Figure 7: Axial CECT images with Mediastinal Window showing an enhancing lesion suggestive of AVM in right lower lobe with feeders from intercostal arteries.

Case 4:

A 3 year old male patient presented with fever headache and altered sensorium and MRI brain revealed a brain abscess. Chest X-ray revealed an opacity in right lung and CT angio showed evidence of a large pulmonary AVM. The brain abscess in the patient had resulted from paradoxical embolization because of shunting of blood in pulmonary AVM [Figures 8-11]
Figure 8: Axial and coronal CT angiographic images in a 3 year old patient showing AVM in right upper lobe with enlarged feeding artery and draining pulmonary veins.
Figure 9: Axial and coronal CT angiographic images in a 3 year old patient showing AVM in right upper lobe with enlarged feeding artery and draining pulmonary veins.
Figure 10: Shaded Surface Display images of the same patient showing alargr AVM in right lung.
Figure 11: Shaded Surface Display images of the same patient showing a largr AVM in right lung.

Case 5:

A 28 years old male patient presented with complaints of recurrent epistaxis and mucosal telengiectasia. Chest Xray showed a nodule in right lung. On CECT a pulmonary AVM was noted in right upper lobe. Another AVM was also seen in liver in the same patient and a diagnoses of Hereditary hemorrhagic telangiectasia was made in the patient [Figures 12,13]
Figure 12: Chest Xray showing a nodulein right upper zone.
Figure 13: CT angiographic image showing a pulmonary AVM in right upper lobe supplied by a dilated feeding and draining vessel.

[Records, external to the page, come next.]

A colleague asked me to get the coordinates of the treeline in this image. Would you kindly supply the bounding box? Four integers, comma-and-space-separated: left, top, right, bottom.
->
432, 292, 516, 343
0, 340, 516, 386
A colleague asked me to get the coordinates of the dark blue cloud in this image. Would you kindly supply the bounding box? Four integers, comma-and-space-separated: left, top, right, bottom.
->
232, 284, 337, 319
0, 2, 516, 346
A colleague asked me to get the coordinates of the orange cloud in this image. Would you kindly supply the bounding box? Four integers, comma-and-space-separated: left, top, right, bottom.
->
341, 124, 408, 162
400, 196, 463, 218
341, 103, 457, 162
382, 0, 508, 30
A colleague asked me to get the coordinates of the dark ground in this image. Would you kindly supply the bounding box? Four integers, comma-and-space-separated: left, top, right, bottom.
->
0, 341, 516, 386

PAVMs are a rare clinical identity. A strong association between PAVM and HHT exists. Due to variable presentations of this clinical identity, all the patients having telangiectasia with dyspnea, cyanosis or neurological symptoms should be screened for PAVMs. Imaging is the backbone of the diagnosis and for taking the management decision. The chest radiograph sometimes suggest the diagnosis of PAVM, however, it lacks both sensitivity as well as specificity. Contrast enhanced CT angiography and pulmonary angiography are usually diagnostic with high sensitivity and specificity especially for documenting the number and location of all lesions before planning the appropriate management. Embolisation of the PAVMs is safe and effective procedure with fewer complications and it should be the preferred treatment option for PAVMs. Surgical procedure especially lung conserving resection remains an alternative option for those symptomatic patients in whom embolisation fails or in whom it is technically not feasible. Small PAVMs have a potential risk of serial growth and previously occluded ones may recanalise, making regular follow up a must in all cases of PAVMs.